Das ist mir neu, dass da was "festgeschrieben" werden soll

Die Texturen in den Spielen, die haben ne feste Größe und was man sieht ist ja nur das was die Grafikkarte berechnet. Bei nem 17-Zöller im 5:4 Formt musst du halt scrollen, bei nem 24"er siehste halt mehr. Aber der Inhalt bleibt doch der gleiche!!
Du kannst das doch alles einstellen, und es ist doch klar, dass ich Balken kriege, wenn die Höhe kleiner ist...
Ich versteh net was du da am jammern bist^^


----------



## montecuma (7. Januar 2011)

*AW: 16-9 breiteres bild als bei gleicher auflösung 16-10*

Bei StarCraft 2 sieht man mit 16:9 mehr als mit 16:10, was daran liegt, dass die maximal sichtbare Höhe von Blizzard eben so fixiert wurde.

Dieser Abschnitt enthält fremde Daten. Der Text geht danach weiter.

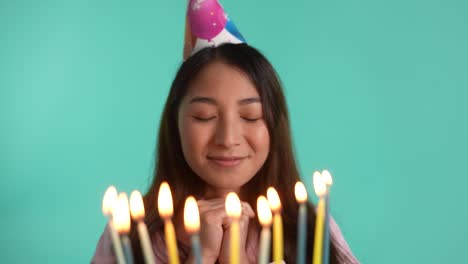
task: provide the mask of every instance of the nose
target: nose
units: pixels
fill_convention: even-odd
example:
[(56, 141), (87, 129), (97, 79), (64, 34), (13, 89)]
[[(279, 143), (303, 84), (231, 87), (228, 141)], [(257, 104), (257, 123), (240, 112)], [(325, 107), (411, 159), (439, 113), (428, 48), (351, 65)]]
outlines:
[(231, 148), (240, 145), (242, 124), (235, 117), (225, 117), (216, 126), (215, 143), (218, 146)]

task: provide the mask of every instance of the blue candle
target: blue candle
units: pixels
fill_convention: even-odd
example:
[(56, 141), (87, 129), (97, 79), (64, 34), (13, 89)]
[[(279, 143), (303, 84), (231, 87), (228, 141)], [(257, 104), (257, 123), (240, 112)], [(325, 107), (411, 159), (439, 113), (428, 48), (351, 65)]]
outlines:
[(299, 205), (299, 215), (297, 219), (297, 261), (298, 264), (305, 263), (305, 238), (307, 234), (307, 211), (304, 203)]
[(200, 247), (200, 236), (198, 234), (193, 234), (191, 237), (192, 240), (192, 252), (195, 257), (196, 264), (202, 264), (201, 261), (201, 247)]
[(125, 261), (127, 264), (133, 264), (133, 252), (132, 245), (130, 244), (130, 239), (127, 235), (121, 236), (122, 246), (125, 254)]
[(305, 264), (305, 242), (307, 234), (307, 191), (302, 182), (295, 185), (296, 200), (299, 203), (299, 213), (297, 215), (297, 264)]
[(198, 211), (197, 201), (195, 197), (189, 196), (185, 200), (184, 207), (184, 225), (185, 231), (190, 235), (192, 242), (192, 254), (196, 264), (202, 264), (200, 236), (200, 213)]
[(330, 189), (333, 185), (333, 179), (328, 170), (322, 171), (322, 178), (327, 186), (325, 193), (325, 227), (323, 234), (323, 264), (330, 263)]
[(112, 219), (117, 232), (120, 234), (126, 263), (133, 264), (132, 247), (130, 239), (128, 238), (128, 234), (130, 233), (130, 208), (126, 193), (119, 194), (112, 214)]
[(330, 193), (325, 195), (325, 231), (323, 234), (323, 264), (329, 264), (330, 254)]
[(115, 230), (112, 220), (109, 220), (109, 224), (107, 226), (109, 228), (109, 232), (112, 238), (112, 246), (114, 249), (115, 258), (118, 264), (125, 263), (125, 256), (122, 248), (122, 243), (120, 242), (120, 237), (117, 231)]

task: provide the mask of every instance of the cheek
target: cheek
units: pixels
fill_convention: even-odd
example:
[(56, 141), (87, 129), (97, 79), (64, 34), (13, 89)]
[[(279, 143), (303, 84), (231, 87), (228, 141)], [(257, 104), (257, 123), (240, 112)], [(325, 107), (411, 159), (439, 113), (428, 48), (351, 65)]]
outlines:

Hat man 16:10 wird also reingezoomt, sodass man in der Höhe auf 1200 Pixeln genausoviel sieht, wie bei 16:9 auf 1080 Pixeln. Das hat zur Folge, dass man bei 16:10 in der Horizontalen links und rechts relativ deutlich weniger sieht, weil wie gesagt alles ein bisschen größer ist. Bei 5:4 ist das ganze noch um ein vielfaches schlimmer.
Ich selbst spiel auf meinem 16:10 Monitor SC2 lieber mit 16:9 Auflösung, sehe also mehr, habe aber oben und unten nen kleinen schwarzen Rand (mich stört's nicht und mein PC würde sich auch nicht freuen, wenn er noch mehr Pixel berechnen müsste (HD4850)^^).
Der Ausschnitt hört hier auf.